We're not sure when author James Patterson sleeps. Well, he's about to be even busier as he tackles
the world of comics.
"Comics could reach a much larger audience than they do right now," says Patterson, who often works with co-authors and whose thrillers are frequently at or near the top of USA Today's Best-Selling Books list. "With all of the quality work and talent that's out there, this industry could be so much bigger."
First up for release will be a five-part comic series based on the writer's best-selling young-adult novel Witch & Wizard. The new series, subtitled Shadowland, will be written by Dara Naraghi, with Patterson heavily involved in the story direction. (He is not involved with the artwork.)
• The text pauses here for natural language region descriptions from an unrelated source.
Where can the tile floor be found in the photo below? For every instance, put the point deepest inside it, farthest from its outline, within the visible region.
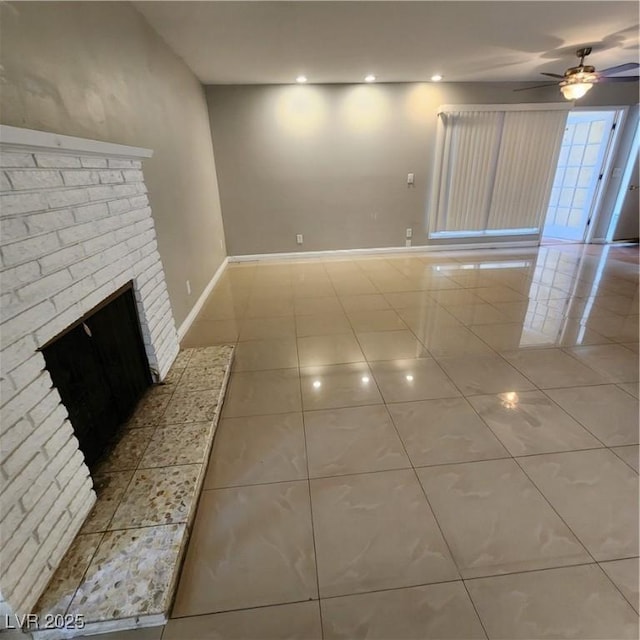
(435, 446)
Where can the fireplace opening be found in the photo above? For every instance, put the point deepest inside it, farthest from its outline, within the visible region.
(100, 368)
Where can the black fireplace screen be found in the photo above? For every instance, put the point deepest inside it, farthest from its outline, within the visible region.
(100, 368)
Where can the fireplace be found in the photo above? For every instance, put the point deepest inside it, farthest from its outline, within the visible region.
(100, 370)
(77, 231)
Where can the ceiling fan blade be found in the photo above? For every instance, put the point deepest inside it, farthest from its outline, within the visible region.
(620, 79)
(629, 66)
(538, 86)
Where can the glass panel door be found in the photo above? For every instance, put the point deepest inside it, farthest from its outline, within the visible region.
(580, 163)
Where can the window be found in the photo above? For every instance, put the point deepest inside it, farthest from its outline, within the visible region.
(494, 168)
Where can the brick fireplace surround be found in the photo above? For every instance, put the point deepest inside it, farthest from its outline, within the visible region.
(76, 226)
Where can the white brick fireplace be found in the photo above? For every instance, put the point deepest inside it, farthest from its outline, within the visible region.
(76, 226)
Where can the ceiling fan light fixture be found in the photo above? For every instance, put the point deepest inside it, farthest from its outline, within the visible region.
(576, 90)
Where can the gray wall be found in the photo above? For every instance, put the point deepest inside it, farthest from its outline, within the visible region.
(98, 70)
(331, 161)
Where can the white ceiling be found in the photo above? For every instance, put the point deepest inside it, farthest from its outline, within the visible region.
(264, 42)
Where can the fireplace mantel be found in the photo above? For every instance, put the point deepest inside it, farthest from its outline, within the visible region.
(76, 226)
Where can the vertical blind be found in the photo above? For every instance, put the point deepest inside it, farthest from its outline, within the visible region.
(494, 169)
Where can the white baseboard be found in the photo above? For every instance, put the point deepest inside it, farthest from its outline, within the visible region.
(188, 321)
(337, 253)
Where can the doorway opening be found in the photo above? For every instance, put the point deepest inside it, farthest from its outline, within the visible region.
(577, 185)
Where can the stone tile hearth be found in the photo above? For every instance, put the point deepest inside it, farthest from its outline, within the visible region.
(121, 569)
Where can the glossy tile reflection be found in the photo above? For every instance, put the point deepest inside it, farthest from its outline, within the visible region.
(436, 445)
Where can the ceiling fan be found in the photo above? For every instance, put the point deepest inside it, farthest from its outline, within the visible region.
(576, 81)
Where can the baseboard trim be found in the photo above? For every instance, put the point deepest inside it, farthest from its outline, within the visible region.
(336, 253)
(197, 307)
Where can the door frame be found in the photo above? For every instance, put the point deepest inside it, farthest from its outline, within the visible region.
(624, 184)
(619, 120)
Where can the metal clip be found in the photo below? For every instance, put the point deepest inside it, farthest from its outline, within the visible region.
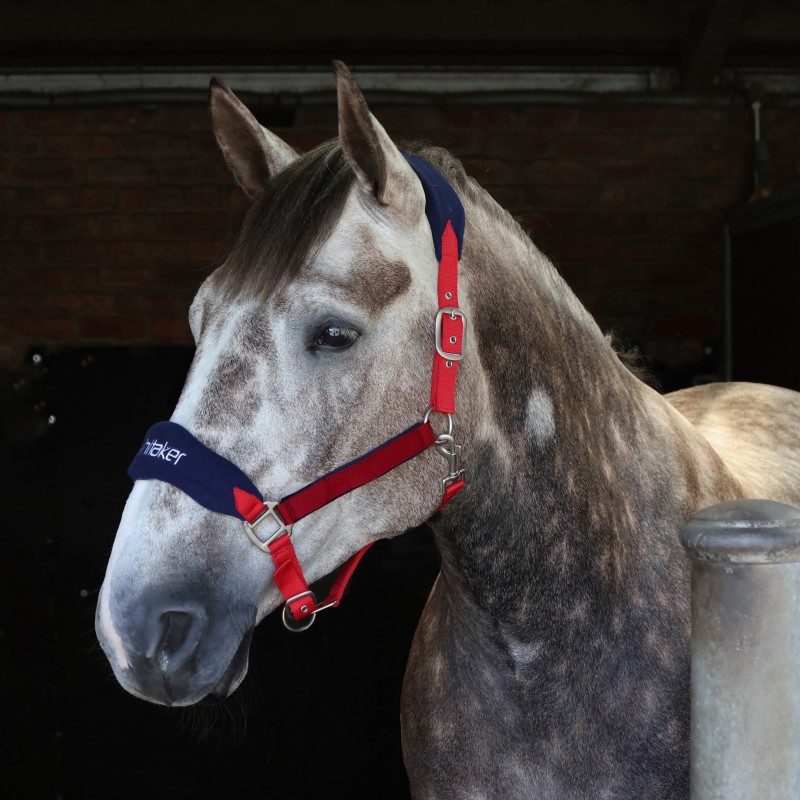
(303, 624)
(447, 447)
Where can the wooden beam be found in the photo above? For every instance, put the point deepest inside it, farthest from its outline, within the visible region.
(713, 28)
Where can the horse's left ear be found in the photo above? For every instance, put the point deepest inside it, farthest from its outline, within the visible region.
(379, 166)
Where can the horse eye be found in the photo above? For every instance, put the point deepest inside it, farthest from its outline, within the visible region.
(335, 337)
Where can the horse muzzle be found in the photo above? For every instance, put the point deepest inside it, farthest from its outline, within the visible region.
(174, 651)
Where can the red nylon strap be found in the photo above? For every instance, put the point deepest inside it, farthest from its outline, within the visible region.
(288, 573)
(292, 583)
(363, 470)
(443, 385)
(450, 491)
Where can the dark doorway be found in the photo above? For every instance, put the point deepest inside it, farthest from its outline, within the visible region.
(763, 287)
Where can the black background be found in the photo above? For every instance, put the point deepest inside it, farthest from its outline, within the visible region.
(318, 712)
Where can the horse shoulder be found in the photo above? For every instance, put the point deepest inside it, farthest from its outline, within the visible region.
(755, 429)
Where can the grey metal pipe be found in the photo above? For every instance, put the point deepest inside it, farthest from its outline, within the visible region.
(745, 650)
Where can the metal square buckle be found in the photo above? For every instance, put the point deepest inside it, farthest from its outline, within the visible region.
(268, 513)
(453, 312)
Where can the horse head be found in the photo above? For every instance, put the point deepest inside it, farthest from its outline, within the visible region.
(314, 345)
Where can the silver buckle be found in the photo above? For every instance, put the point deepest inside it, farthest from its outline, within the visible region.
(268, 513)
(453, 312)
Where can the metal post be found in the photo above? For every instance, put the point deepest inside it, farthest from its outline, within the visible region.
(745, 685)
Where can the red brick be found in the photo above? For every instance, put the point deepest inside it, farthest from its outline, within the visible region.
(203, 196)
(45, 171)
(148, 251)
(208, 252)
(688, 117)
(551, 118)
(21, 304)
(666, 144)
(691, 222)
(77, 251)
(576, 248)
(92, 302)
(555, 171)
(181, 278)
(97, 197)
(191, 170)
(131, 199)
(695, 169)
(732, 143)
(120, 171)
(591, 145)
(115, 226)
(153, 145)
(160, 197)
(80, 146)
(687, 327)
(120, 118)
(493, 171)
(625, 118)
(122, 277)
(135, 303)
(204, 144)
(19, 197)
(188, 224)
(685, 275)
(626, 170)
(109, 327)
(49, 120)
(57, 198)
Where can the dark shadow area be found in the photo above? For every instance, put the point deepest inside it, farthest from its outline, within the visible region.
(318, 713)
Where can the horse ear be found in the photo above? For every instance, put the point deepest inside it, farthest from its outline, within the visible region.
(378, 164)
(252, 153)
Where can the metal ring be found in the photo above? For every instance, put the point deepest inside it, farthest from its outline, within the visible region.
(427, 414)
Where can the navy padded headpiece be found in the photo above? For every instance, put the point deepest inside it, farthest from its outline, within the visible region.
(441, 203)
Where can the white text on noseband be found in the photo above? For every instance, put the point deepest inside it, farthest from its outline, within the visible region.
(156, 449)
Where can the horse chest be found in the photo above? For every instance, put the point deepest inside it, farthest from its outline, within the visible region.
(526, 720)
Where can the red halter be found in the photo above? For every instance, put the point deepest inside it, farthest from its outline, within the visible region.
(449, 335)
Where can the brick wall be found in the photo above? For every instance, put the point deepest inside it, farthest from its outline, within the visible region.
(112, 215)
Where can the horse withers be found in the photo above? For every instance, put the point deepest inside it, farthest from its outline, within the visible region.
(384, 347)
The Wizard series launch will be followed in June by a four-issue comic adaptation of Patterson's 2009 book The Murder of King Tut. Alexander Irvine will do the heavy lifting in terms of writing duties.
Patterson says he is excited at the prospect of translating King Tut -- a "non-fiction thriller" that investigates the mysterious death of the Egyptian pharaoh -- into a comic-book format. "We saw the potential there and worked with IDW to expand on it. It's going to be a very interesting series."
Under the agreement, Patterson will also write original comic-book stories. "We're doing an all-new series called Beer Belly and the Fat Boy. I can't get into the details, but it's a lot of fun."
We wonder if the recent claims by the Egyptian Supreme Council of Antiquities that King Tut died of malaria will alter plans for the Tut comic? Probably not, given the fact that three esteemed experts interviewed
by the Discovery Channel cast doubt on the Council's findings. In fact one of the experts pretty much says that the Egyptian Council's findings are a load of nonsense -- naturally, he says it in politer terms.
As for the comic, a murder makes for a more interesting story than death by malaria.